Robots are increasingly present in homes and healthcare facilities to assist humans in daily tasks, but communication with them can be unreliable. Brown researchers have developed a new approach to help robots — such as Boston Dynamics’s robotic dog, “Spot” — more accurately identify and retrieve items for humans — an approach inspired by how humans communicate with dogs.
Led by computer science doctoral candidate Ivy He GS, the study investigated how robots might be able to interpret human gestures in the same way as dogs. Researchers used a modular strategy to help the robots figure out how to locate and retrieve target objects using inputs from both human language and gestures.
According to Professor of Computer Science and Associate Professor of Engineering Stefanie Tellex, the principal investigator on the study, the researchers were “inspired by how humans and dogs collaborate, for example on agility tasks or search tasks,” she wrote in an email to The Herald.
“Dogs are able to follow human pointing gestures, and we wanted our robots to do it too,” Tellex wrote in an email to The Herald.
The team was inspired by the Brown Dog Lab, run by Associate Professor of Cognitive and Psychological Sciences Daphna Buchsbaum ’02, which has investigated how dogs interpret human gestures like pointing, according to He.
Building on Buchsbaum’s research, He and Madeline Pelgrim GS — a doctoral candidate in the Department of Cognitive and Psychological Sciences — developed a separate study to understand the cognitive science behind when humans communicate with a pointing gesture, which creates a vector directing the dogs to an object.
In that previous study, He and Pelgrim used depth tracking and skeleton tracking to understand the body language cues people naturally used, such as which arm they preferred or whether they tended to point across their body, Pelgrim told The Herald.
He drew on this study to train robots how to recognize gestures. “We found that when pointing towards an object close by, we most likely use our finger,” He said. “But when we point towards objects that are further away, we use (our eyes) to align the gaze direction.”
Using this information about how humans point to dogs, researchers programmed robots to recognize those same cues and fetch the desired item. The researchers used a multimodal framework — where different cues like language, eyeline and pointing gesture can be represented mathematically to the robot, He said. According to Stefanie, this work enabled the robots to search for “an open-ended object based on arbitrary language and gesture,” while “previous approaches relied on a pre-defined set of objects” to pick from.
Unlike the controlled environments of factories or warehouses, everyday communication in homes is filled with ambiguity that current robotic systems aren’t built for. But using this multimodal instruction — integrating language, gesture and visual perception — helps improve robots’ ability to work in real-life conditions.

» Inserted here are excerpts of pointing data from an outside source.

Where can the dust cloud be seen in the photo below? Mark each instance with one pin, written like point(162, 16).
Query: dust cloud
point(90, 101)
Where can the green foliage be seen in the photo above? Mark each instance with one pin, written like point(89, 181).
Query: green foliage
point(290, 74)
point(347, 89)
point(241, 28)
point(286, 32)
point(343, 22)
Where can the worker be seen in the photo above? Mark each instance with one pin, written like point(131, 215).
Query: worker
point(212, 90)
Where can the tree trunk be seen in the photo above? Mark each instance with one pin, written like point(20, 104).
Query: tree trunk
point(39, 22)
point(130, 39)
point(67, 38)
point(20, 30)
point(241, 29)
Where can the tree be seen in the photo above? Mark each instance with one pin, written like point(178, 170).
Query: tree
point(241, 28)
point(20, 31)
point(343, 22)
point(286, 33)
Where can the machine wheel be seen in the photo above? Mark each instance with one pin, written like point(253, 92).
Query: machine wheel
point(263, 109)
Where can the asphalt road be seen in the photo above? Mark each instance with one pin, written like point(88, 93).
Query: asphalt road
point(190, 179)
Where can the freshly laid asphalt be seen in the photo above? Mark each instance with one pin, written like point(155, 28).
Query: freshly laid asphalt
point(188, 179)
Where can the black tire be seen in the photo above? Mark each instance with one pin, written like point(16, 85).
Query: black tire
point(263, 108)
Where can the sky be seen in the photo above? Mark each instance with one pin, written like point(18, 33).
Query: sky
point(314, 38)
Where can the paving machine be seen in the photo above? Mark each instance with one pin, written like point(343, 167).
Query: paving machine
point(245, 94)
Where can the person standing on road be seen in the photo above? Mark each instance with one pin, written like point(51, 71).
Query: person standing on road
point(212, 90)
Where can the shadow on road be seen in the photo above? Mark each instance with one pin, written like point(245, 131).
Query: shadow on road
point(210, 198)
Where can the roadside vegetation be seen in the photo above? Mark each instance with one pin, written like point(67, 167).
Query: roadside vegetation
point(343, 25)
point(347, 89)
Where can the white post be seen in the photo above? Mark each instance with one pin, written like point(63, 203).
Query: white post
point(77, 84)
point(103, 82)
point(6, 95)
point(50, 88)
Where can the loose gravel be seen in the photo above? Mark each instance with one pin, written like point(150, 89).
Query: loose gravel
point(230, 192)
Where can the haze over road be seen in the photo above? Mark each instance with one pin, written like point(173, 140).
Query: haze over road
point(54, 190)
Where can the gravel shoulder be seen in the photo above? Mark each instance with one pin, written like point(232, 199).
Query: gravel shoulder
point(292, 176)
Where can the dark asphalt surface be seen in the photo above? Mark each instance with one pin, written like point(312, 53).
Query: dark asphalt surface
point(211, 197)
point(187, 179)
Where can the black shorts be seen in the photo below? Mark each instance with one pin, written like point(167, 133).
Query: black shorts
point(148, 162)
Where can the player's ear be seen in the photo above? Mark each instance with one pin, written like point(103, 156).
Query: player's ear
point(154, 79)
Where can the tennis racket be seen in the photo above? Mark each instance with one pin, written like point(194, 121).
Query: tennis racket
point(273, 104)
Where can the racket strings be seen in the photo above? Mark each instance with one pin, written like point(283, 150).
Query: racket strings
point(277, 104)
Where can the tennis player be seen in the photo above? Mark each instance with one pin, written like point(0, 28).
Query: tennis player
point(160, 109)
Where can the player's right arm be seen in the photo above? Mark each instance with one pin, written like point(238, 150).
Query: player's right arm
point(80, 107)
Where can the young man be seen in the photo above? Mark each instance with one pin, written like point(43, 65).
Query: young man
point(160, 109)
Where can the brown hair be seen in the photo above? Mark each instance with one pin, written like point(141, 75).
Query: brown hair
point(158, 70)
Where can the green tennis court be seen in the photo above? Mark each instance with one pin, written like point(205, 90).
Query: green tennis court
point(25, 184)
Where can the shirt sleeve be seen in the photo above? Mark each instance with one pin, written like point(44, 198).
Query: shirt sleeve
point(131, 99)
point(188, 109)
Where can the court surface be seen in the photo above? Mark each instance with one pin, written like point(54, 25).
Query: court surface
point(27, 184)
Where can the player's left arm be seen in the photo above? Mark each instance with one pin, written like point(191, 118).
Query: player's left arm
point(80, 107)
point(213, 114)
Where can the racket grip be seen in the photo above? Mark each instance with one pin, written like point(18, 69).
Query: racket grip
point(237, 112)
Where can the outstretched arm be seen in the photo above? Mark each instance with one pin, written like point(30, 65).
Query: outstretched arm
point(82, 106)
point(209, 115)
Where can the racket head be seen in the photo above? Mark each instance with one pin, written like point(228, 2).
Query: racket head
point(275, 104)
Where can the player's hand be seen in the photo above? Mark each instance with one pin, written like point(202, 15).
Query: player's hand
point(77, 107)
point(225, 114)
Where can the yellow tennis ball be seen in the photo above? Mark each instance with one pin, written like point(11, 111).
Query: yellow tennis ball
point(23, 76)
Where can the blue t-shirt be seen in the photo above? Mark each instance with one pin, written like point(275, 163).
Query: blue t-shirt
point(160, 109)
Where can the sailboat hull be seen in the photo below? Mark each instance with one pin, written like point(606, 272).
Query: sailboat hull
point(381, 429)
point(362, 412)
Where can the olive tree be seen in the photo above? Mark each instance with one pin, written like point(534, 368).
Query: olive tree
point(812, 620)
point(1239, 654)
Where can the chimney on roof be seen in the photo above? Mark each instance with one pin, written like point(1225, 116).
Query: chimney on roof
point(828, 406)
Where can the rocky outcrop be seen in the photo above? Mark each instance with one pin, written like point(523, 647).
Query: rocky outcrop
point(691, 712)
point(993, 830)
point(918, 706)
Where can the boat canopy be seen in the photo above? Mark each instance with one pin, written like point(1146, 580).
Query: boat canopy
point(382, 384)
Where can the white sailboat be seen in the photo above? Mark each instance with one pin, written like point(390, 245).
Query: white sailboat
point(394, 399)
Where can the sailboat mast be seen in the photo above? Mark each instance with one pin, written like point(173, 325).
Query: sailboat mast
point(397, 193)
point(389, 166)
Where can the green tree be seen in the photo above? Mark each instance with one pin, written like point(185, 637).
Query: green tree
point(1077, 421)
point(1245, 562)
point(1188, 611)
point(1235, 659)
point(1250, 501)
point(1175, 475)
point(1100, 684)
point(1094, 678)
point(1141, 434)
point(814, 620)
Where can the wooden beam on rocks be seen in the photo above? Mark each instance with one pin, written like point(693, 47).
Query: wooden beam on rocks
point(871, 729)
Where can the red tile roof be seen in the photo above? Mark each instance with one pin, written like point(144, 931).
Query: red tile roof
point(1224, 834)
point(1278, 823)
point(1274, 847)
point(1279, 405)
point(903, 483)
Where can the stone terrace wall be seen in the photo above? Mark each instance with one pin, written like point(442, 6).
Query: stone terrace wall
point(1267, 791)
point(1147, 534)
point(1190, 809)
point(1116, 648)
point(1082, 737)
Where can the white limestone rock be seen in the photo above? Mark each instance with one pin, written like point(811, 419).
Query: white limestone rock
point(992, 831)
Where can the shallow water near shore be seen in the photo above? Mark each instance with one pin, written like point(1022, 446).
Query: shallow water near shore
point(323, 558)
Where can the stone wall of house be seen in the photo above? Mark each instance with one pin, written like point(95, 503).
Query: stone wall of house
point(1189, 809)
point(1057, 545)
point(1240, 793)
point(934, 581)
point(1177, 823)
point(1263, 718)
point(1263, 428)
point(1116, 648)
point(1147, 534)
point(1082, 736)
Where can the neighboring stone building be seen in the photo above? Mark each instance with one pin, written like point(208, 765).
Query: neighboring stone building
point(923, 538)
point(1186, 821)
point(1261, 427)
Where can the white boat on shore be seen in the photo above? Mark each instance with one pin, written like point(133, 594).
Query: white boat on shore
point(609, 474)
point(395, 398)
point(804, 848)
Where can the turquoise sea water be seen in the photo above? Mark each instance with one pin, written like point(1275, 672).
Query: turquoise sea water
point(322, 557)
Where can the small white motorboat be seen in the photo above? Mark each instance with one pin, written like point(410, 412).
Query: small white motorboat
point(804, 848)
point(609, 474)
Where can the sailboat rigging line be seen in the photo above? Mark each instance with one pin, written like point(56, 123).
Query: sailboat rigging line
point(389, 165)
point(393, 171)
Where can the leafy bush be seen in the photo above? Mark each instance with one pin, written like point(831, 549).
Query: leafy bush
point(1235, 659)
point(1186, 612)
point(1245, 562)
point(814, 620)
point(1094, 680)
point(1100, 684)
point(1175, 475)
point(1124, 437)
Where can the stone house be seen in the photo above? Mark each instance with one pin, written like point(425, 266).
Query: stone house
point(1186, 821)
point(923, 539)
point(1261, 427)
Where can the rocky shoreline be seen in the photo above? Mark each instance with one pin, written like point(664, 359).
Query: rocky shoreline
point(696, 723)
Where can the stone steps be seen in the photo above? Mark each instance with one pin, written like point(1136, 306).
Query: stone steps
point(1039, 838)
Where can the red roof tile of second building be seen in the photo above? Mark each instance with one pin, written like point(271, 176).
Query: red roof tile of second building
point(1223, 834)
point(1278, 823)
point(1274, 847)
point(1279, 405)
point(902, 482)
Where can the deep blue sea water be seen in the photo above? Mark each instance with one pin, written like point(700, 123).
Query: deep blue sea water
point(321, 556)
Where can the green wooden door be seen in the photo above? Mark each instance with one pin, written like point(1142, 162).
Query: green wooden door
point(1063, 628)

“I think this is the preliminary work that shows the feasibility of (having) a robot that can infer (from) ambiguous and vague human instructions,” He added.
“What we found is that with the multimodal instruction, a robot is able to search more efficiently and is able to achieve a success rate around 88%,” He said.
While the results of her study are promising, He said there is more research to be done before the mechanism can be deployed in certain real-world settings. For example, cluttered environments cause more problems for the robots.
Pelgrim said the study represents a long-awaited milestone for the field, and the joining of computer science with cognitive and psychological science research has been a particular highlight of the project.
“People have been writing about wanting to use dog-human interaction as an inspiration for dog-robot interactions since the mid 2010s, if not earlier, and this is now actually getting out there as real empirical work that’s been done,” Pelgrim said.